Office- and national-level breakdowns of fully favorable vs denial rates aren't currently published by SSA in the per-office disposition data. The judge's own breakdown is the detail we have today.
Approval rate over time
Year-over-year approval rate across Judge South's docket. Annual rates fluctuate with the mix of cases SSA assigns; the longer-run pattern is more informative than any single year.
Decision pattern
Over the past decade, the approval rate for Judge South has ranged from a low of 60% in 2021 to a high of 74% in 2017 and 2018. The data indicates that the judge's decision-making has held steady in recent years, with the latest period's 69% rate reflecting a continuation of this pattern. These trends suggest that while your individual case outcome varies based on evidence, the judge's overall approach remains consistent over time.
Preparing for an SSDI hearing
The guidance below applies to any SSDI hearing, not specifically to Judge South's bench. Judge-specific preparation guidance requires a corpus of public Appeals Council decisions involving each judge, which we haven't built yet.

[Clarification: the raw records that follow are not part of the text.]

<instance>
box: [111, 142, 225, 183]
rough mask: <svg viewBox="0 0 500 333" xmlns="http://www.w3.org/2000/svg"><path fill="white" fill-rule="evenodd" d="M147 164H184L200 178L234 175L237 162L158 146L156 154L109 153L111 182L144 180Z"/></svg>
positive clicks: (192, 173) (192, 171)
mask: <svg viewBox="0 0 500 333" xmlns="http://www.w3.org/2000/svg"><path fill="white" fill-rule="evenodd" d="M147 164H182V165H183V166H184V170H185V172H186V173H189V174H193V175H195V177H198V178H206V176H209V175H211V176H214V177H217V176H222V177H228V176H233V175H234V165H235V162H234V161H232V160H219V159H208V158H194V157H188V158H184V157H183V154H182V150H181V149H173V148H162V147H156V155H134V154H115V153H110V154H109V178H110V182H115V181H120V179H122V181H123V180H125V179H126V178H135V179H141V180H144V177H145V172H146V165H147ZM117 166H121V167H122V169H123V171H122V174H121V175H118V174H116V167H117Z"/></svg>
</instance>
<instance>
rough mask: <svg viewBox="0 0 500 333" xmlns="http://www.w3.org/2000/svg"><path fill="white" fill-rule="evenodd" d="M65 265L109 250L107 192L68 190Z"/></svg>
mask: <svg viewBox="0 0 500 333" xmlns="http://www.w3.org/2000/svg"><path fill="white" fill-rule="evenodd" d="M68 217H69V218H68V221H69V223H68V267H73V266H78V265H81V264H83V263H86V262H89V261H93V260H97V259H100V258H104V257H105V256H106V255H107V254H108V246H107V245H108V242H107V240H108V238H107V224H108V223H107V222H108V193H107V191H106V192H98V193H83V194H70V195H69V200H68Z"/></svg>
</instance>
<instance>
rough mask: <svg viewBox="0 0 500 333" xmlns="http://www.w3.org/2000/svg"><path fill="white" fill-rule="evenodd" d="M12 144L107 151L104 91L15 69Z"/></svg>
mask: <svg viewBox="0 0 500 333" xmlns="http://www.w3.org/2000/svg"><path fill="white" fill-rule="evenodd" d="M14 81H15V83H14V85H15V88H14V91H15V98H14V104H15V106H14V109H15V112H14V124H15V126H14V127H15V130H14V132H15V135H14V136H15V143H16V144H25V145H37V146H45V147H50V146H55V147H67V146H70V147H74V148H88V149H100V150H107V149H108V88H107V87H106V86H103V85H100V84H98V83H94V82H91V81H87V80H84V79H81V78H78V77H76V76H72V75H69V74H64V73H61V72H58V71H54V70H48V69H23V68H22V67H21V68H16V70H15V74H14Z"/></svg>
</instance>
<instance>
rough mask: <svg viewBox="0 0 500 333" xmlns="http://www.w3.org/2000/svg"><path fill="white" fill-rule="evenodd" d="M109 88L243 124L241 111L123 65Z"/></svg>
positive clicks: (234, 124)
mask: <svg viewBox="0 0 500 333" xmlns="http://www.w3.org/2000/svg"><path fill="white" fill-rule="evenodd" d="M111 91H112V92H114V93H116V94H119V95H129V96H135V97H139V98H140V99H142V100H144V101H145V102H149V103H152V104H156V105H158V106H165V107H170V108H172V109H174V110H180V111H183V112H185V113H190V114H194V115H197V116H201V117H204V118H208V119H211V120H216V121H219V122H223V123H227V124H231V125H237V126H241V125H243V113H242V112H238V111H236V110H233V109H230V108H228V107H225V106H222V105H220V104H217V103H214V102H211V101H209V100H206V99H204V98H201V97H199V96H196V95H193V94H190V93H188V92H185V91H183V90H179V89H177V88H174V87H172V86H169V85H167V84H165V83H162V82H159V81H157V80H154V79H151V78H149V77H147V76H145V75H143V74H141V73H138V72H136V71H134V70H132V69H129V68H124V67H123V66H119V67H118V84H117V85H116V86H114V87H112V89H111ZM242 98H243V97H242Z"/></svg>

- Bring a clean treating-physician record. Longitudinal primary-care or specialist notes spanning the disability period, with consistent symptom documentation, are typically the strongest evidence at hearing. A single month's records usually aren't enough.
- Don't rely on consultative exams alone. If your medical evidence is built primarily around a one-time CE finding, expect detailed questioning. Supplement with treating-source statements where possible.
- Prepare for daily-activity questions. Have honest, specific answers about a typical day. Answers that conflict with the medical record (in either direction) tend to hurt credibility.
- Expect transferable-skills probing. A vocational expert will usually testify about jobs available to someone with your limitations. Your representative should be prepared to cross-examine.
Hearing with Judge South? Free, confidential — see if you qualify for SSDI.
Free Benefits ReviewAbout the Montgomery hearing office
The Montgomery Hearing Office serves a significant population across Alabama. With a bench of 6 judges, the office maintains an office-wide latest approval rate of 69%. You should be prepared for a thorough review of your medical records and vocational history. You can see the Montgomery Hearing Office page for the full ALJ roster.
Other judges at this hearing office
The Social Security Administration assigns cases to judges using a workload-balancing algorithm, meaning your assignment is random. Within the Montgomery office, lifetime approval rates among the bench range from 53% to 78%, highlighting the diversity of judicial perspectives. Because you cannot choose your judge, you should focus on the strength of your medical evidence. For preparation purposes, the guidance is the same regardless of which judge you are assigned.